イエレンFRB議長「ドル高懸念」は勇み足的解釈か

19日未明に発表された米FOMC声明文とその後のイエレンFRB議長の会見内容を受け、事実上の利上げ開始後ズレ(いわゆる“ビハインド・ザ・カーブ”)観測と金利引き上げペースの緩慢見通しというフォワードガイダンスもあり、一時株高・ドル安の流れに。

声明文では、事前予想通り「辛抱強く(be patient)」が削除されたものの、「(声明から)忍耐強くの文言を削除したからといって、我々が忍耐強くならないという訳ではない」とのイエレンFRB議長の“禅問答”のようなコメントもあり、女史お得意の“市場との対話”と言う名の玉虫色表現に終始した格好。

その“ハト派”的発言がNY時間の株高・ドル安の誘発材料となりましたが、その一方で、昨今のドル高懸念を示したのではないかとの見方も一部材料視された側面があるのも事実。

ただし、イエレンFRB議長のコメントを聞く限り、昨今のドル高基調は彼我比較(=日米欧金融政策スタンス)の上でのあくまで副次的要因としての理解を示しており、ドル高懸念というのはやや勇み足的解釈と考えます。
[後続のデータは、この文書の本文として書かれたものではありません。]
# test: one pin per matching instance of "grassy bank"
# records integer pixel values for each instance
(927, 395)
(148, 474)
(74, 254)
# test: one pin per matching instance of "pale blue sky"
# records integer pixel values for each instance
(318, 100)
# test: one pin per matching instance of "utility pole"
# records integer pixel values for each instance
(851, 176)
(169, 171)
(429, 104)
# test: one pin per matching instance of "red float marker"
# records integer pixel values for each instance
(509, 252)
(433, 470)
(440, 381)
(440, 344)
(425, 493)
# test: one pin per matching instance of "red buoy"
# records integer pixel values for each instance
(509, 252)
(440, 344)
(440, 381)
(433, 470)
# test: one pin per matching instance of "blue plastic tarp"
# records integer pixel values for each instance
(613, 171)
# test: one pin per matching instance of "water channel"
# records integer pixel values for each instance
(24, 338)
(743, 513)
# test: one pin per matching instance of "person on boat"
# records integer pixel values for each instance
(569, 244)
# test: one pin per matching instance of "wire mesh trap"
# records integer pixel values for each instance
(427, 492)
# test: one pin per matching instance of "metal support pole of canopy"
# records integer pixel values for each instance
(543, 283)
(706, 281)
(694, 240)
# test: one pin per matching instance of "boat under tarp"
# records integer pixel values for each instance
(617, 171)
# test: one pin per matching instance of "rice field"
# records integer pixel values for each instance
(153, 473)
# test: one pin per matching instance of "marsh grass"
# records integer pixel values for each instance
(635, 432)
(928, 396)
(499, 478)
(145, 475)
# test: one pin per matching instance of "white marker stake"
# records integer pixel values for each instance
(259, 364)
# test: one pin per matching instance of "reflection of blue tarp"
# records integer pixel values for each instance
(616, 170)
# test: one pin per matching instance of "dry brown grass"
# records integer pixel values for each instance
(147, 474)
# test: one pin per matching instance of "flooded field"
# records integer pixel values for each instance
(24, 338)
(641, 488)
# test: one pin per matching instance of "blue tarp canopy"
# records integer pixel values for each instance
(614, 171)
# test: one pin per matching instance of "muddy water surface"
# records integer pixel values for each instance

当面はミクロ材料に都度反応する相場展開となりそうですが、マクロの観点では「為替レートは二国間の通貨総量の比で決まる」という、オーソドックスかつシンプルなマネタリーアプローチから勘案すると、ドル/円の押し目買いスタンスとユーロ/ドルの戻り売りスタンスが再度確認できたとものと考えます。

ユーロドル、“パリティ割れ”は時間の問題

ドル円相場の一時120円台割れとともに、ユーロドル相場も一時1.1000ドル台回復が見られましたが、繰り返しながら「為替レートは二国間の通貨総量の比で決まる」というルールに従えば、早晩金融引き締め(=利上げ)が行われる予定の米国と、およそ2ヵ月前に量的金融緩和(QE)を行うことを決定した欧州の金融政策上の方向性の相違は明白。
特にユーロドルの下落基調は現時点では不変と見ており、ユーロドル・週足・ボリンジャーバンドを見てみても、ローソク足が-2σ~-1σラインの間で推移する【下降バンドウォーク】が継続している状況が確認できます。

早ければイースター(復活祭)休暇明けの4月上旬にもパリティ(=等価)、つまり1ドル=1ユーロ割れをするのでは?との見方もありますが、テクニカル面のみならず金融政策面においても<パリティ割れ>はもはや「なる・ならない」ではなく、「いつ」実現するかが俎上に。

日足レベルでも、2/3高値の1.1532ドルと3/13安値の1.0457ドルを結んだフィボナッチ・リトレースメントの50%戻しが1.0995ドルということもあり、昨日NY時間に付けた1.1000ドルレベルが当面の戻り高値と考えますが・・・。どうなのでしょうか?